Knock for Knock Clauses

A clause in letter of intent for proposed construction of an oil rig read as follows: "Shipyard and Buyer shall each maintain their own insurance based on the principle that the parties will insure their own people and equipment (except that the Builder's risk shall apply as set out in contract). Each party shall provide the appropriate documentation of its insurance to the other party."

Once negotiation for the contract proceed, this will form the basis for discussion and incorporation of a detailed indemnity provision, commonly referred to as a 'knock for knock' clause into the definitive contract. Such clauses are used particularly in the construction, shipbuilding and oil/gas industries to manage and allocate risk. Essentially, respective parties undertake responsibility for loss or damage to their own property or for injury or death to their own employees and identified parties (usually regardless of fault). Ironically it is also one of the least negotiated item, rendering them ineffective if certainty or clarity is lacking.

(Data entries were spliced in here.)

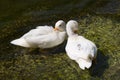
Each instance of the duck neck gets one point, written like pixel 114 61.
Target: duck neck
pixel 70 32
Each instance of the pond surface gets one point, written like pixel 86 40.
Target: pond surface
pixel 99 21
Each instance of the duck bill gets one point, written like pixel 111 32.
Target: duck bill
pixel 56 29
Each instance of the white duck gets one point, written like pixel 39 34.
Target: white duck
pixel 78 48
pixel 43 36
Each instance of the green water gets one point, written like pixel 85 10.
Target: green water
pixel 99 21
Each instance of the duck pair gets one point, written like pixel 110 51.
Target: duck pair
pixel 78 48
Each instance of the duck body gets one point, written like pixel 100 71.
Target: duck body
pixel 80 49
pixel 41 37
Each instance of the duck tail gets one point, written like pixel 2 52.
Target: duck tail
pixel 20 42
pixel 84 64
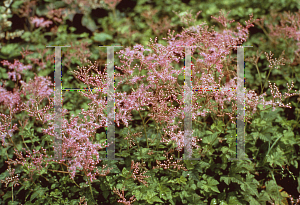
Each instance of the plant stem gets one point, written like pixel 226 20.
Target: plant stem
pixel 144 129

Does such indemnity provision cover losses due to negligence? In the case of Walters v. Whessoe Ltd and Shell Refining Co. Ltd [1], it was held that: “ ... indemnity will not lie in respect of loss due to a person’s own negligence or that of his servants unless adequate and clear words are used or unless the indemnity could have no reasonable meaning or application unless so applied…” per Sellers LJ

A three part test was enumerated by the Court in the case of Canada Steamship Lines Ltd v R, [2] namely: (1) where a clause expressly exempts a person in whose favor it is made from the consequence of the negligence of his own servants, then effect must be given to such a provision; (2) in the absence of any expressed reference to negligence the court will consider whether the words in their ordinary meaning are wide enough to cover the negligence of his own servants; and (3) where the words used are wide enough for the above purposes then the court must consider whether there is another head of damage on which to base the claim other than negligence.

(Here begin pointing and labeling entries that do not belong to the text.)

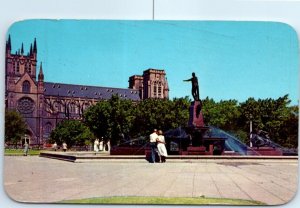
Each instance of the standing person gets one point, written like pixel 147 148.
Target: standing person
pixel 96 144
pixel 54 146
pixel 161 147
pixel 153 138
pixel 195 86
pixel 26 147
pixel 65 146
pixel 108 145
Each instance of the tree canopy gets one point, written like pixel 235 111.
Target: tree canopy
pixel 73 132
pixel 15 126
pixel 117 119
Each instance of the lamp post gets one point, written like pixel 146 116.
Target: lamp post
pixel 251 131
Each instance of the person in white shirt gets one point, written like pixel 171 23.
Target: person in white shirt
pixel 161 147
pixel 96 144
pixel 153 138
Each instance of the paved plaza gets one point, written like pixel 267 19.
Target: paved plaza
pixel 37 179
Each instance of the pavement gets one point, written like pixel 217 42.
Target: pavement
pixel 36 179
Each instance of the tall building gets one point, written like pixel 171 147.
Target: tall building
pixel 44 104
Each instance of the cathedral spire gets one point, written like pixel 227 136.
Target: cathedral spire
pixel 41 74
pixel 8 44
pixel 30 52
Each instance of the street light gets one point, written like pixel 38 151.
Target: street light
pixel 251 130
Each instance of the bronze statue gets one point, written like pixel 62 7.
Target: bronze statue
pixel 195 86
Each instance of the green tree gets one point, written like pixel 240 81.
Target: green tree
pixel 15 126
pixel 111 119
pixel 72 132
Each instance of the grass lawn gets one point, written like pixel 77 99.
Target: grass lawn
pixel 164 200
pixel 16 152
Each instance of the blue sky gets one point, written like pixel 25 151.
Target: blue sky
pixel 233 60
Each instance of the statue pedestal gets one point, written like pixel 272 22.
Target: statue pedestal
pixel 196 117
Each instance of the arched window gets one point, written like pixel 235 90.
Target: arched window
pixel 26 87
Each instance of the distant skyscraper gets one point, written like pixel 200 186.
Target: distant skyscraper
pixel 44 104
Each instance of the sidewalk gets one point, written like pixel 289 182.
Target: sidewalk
pixel 37 179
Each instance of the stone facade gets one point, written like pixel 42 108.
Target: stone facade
pixel 44 104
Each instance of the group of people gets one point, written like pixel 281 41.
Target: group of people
pixel 99 145
pixel 157 144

In the case of EE Caledonia Ltd v. Orbit Valve Co PLC , [3] (arising from the unfortunate Pipe Alpha platform disaster in the North Sea), the plaintiffs, EE Caledonia Ltd had settled a claim for the death of of an employee of Orbit Valve and proceeded to claim reimbursement from Orbit under an indemnity clause. The Court of Appeal stated that "the prima facie implausibility of a party agreeing to release the other from liability for negligence or assuming liability for the consequence of the others negligence". The indemnity clause did not contain express provision that it would apply, even if the loss in question was caused by negligence. Consequently, EE Caledonia's claim failed as the death was caused by their own negligence.

On the question whether the relevant clause included an indemnity for breach of statutory duty as opposed to negligence, it was held that the clause should be construed as providing that the indemnities are not applicable if the event in question had been caused not only by a party's breach of statutory duty but also by his negligence. Thus, where a party wishes to avoid the consequences of its liability for negligence under an indemnity clause, the language expressed must be certain and clear.

[1] [1960] CA (Civil Division) 6 Build LR 23
[2] [1952] 1 Lloyd’s Rep 1 at p 8, col; [1952] AC 192 at p 208
[3] [1995] CA 1 All ER 174, [1994] 1 WLR 1515, [1994] 2 Lloyd’s Rep. 239.